Djibouti gov't 'does not recognise the international rule of law', says DP World

A statement from DP World reiterated that Djibouti does not have sovereignty over the Doraleh container terminal
Djibouti gov't 'does not recognise the international rule of law', says DP World
Dubai’s government said the London Court of International Arbitration “confirmed the illegitimacy” of Djibouti’s seizure of the terminal.
By Bernd Debusmann Jr
Sun 05 Aug 2018 09:17 AM

Djibouti’s rejection of a London court ruling, which found it illegally seized a port facility from DP World, “demonstrates that it does not recognise the international rule of law”, the Dubai-based ports operator said in a statement.

The statement stems from a long-running dispute between the Horn of Africa country and DP World over the Doraleh container terminal, which was designed and built by DP World, who have run the terminal since 2006.

The company has been accused by Djibouti of under-managing the container terminal in favour of its main port in Dubai.

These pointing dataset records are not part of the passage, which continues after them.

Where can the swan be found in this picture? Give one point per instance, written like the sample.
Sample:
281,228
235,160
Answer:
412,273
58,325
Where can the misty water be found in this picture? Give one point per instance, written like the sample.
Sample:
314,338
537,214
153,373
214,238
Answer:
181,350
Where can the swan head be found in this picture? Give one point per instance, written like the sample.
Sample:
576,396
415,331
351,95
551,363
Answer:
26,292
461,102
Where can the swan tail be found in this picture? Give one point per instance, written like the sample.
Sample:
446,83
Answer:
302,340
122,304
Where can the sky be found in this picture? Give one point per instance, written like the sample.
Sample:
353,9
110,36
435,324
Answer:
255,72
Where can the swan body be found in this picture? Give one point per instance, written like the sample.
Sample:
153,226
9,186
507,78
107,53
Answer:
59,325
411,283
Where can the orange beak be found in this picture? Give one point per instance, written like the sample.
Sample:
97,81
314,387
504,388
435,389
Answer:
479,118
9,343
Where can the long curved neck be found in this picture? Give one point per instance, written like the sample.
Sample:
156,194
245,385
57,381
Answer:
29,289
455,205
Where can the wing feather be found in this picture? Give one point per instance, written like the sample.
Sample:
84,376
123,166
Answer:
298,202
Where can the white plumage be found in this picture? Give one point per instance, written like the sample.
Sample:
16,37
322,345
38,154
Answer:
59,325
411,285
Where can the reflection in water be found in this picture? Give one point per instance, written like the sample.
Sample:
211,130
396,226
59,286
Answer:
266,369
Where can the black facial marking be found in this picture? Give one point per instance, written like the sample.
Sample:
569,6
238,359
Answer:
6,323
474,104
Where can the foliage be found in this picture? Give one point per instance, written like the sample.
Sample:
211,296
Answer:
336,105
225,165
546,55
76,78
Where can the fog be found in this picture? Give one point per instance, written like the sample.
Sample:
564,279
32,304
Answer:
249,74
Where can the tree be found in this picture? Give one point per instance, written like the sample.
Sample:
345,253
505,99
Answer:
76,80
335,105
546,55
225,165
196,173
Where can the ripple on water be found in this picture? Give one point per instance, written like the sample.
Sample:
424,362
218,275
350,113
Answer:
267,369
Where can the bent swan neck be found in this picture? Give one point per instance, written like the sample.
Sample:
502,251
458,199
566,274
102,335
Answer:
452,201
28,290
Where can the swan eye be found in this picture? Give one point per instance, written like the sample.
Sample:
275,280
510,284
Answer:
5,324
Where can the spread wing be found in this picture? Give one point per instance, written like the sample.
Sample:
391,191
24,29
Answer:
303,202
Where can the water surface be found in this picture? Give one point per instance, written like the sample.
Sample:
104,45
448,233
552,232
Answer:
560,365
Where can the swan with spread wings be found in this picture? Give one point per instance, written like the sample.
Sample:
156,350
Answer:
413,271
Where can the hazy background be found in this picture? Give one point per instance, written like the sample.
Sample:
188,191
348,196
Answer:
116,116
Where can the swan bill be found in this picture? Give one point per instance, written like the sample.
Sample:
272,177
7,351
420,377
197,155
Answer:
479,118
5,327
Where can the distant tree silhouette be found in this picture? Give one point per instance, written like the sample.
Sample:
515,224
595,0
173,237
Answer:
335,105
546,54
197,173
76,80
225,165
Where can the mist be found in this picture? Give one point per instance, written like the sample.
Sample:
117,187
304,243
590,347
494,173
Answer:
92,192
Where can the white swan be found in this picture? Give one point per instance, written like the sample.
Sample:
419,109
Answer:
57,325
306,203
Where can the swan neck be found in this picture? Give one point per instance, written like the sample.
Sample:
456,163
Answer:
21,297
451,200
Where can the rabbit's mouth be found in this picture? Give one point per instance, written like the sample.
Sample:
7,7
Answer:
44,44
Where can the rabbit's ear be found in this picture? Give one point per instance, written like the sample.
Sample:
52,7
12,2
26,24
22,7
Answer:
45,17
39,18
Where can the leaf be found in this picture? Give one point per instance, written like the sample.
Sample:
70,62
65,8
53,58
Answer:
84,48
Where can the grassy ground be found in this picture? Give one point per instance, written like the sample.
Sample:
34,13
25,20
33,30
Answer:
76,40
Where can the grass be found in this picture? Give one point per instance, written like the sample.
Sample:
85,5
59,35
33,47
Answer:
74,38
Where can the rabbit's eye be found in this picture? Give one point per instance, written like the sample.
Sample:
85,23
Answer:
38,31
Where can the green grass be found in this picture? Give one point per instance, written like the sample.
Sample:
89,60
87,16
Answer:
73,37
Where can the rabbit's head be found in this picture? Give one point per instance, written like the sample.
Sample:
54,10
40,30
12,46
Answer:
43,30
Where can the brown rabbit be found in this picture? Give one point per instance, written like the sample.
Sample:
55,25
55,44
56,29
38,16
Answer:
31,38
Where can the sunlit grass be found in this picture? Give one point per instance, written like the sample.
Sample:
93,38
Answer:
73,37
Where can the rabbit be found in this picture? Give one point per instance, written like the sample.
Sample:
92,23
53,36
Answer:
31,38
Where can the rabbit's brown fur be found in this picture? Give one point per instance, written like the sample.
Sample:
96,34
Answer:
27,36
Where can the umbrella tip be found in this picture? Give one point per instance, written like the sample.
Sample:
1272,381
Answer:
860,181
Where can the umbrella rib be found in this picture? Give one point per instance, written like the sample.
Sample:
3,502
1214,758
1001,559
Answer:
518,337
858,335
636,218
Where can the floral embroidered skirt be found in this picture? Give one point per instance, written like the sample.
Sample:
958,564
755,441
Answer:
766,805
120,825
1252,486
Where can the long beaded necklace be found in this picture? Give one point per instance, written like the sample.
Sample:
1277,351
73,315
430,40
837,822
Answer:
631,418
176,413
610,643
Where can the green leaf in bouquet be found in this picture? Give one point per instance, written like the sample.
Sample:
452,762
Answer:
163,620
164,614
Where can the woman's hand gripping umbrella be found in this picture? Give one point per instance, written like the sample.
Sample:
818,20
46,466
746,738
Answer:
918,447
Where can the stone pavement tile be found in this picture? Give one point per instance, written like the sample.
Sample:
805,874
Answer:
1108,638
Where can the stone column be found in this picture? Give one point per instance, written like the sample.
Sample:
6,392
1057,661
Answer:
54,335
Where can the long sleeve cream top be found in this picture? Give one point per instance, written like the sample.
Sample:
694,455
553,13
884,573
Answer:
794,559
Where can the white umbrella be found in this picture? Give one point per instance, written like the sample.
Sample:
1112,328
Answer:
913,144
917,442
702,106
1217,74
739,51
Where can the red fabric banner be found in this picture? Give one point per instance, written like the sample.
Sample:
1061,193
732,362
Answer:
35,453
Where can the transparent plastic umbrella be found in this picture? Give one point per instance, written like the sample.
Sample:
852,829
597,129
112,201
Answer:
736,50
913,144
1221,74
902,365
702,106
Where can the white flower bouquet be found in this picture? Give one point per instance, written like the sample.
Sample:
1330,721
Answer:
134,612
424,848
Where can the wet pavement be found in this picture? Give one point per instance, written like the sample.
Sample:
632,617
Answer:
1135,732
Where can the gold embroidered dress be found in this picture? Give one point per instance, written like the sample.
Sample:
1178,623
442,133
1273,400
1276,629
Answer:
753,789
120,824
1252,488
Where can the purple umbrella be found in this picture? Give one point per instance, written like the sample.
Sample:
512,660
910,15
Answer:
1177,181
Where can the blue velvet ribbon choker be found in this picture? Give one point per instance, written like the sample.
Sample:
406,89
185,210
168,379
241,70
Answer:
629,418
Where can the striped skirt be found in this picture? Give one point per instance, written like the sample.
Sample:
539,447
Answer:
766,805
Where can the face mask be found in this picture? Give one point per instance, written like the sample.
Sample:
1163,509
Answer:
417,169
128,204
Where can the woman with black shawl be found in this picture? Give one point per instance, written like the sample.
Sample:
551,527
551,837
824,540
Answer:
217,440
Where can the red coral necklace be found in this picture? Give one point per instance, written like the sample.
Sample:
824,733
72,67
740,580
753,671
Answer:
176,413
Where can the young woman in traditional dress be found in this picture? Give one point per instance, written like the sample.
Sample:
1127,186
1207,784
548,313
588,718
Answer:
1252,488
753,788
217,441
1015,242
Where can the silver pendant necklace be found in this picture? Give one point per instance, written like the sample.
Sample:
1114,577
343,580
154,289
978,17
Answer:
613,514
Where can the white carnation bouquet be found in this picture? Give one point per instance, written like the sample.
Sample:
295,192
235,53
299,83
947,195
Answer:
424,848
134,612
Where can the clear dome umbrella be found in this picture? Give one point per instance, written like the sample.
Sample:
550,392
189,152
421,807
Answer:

Earlier this year, DP World’s 50-year contract was terminated.

On Thursday, Dubai’s government said the London Court of International Arbitration “confirmed the illegitimacy” of Djibouti’s seizure of the terminal.

The move was swiftly condemned by Djibouti’s presidency, which said “it does not recognise this arbitral award which consists in qualifying the law of a sovereign state as illegal.”

In the DP World statement, the company said that the London court’s decision “is based on recognised principles of international law and is internationally binding both on the Djibouti government and so far as third parties are concerned.”

The statement added that ‘as the court has held, Djibouti does not have sovereignty over a contract governed by English law.”

“It is well established that, in the absence of an express term to that effect, an English law contract cannot be unilaterally terminated at will,” the statement noted. “The contract therefore remains in full force and effect.”

Additionally, DP World said that it believes that the statements from the Djibouti government are contrary to the country’s interests, and that two previous cases brought by the government have been “even handed and fair”.

“In light of that indisputable success [of the terminal] and the fair and reasonable terms of the concession, the government’s attempts to terminate it cannot have anything to do with the fundamental interests of the people of Djibouti.”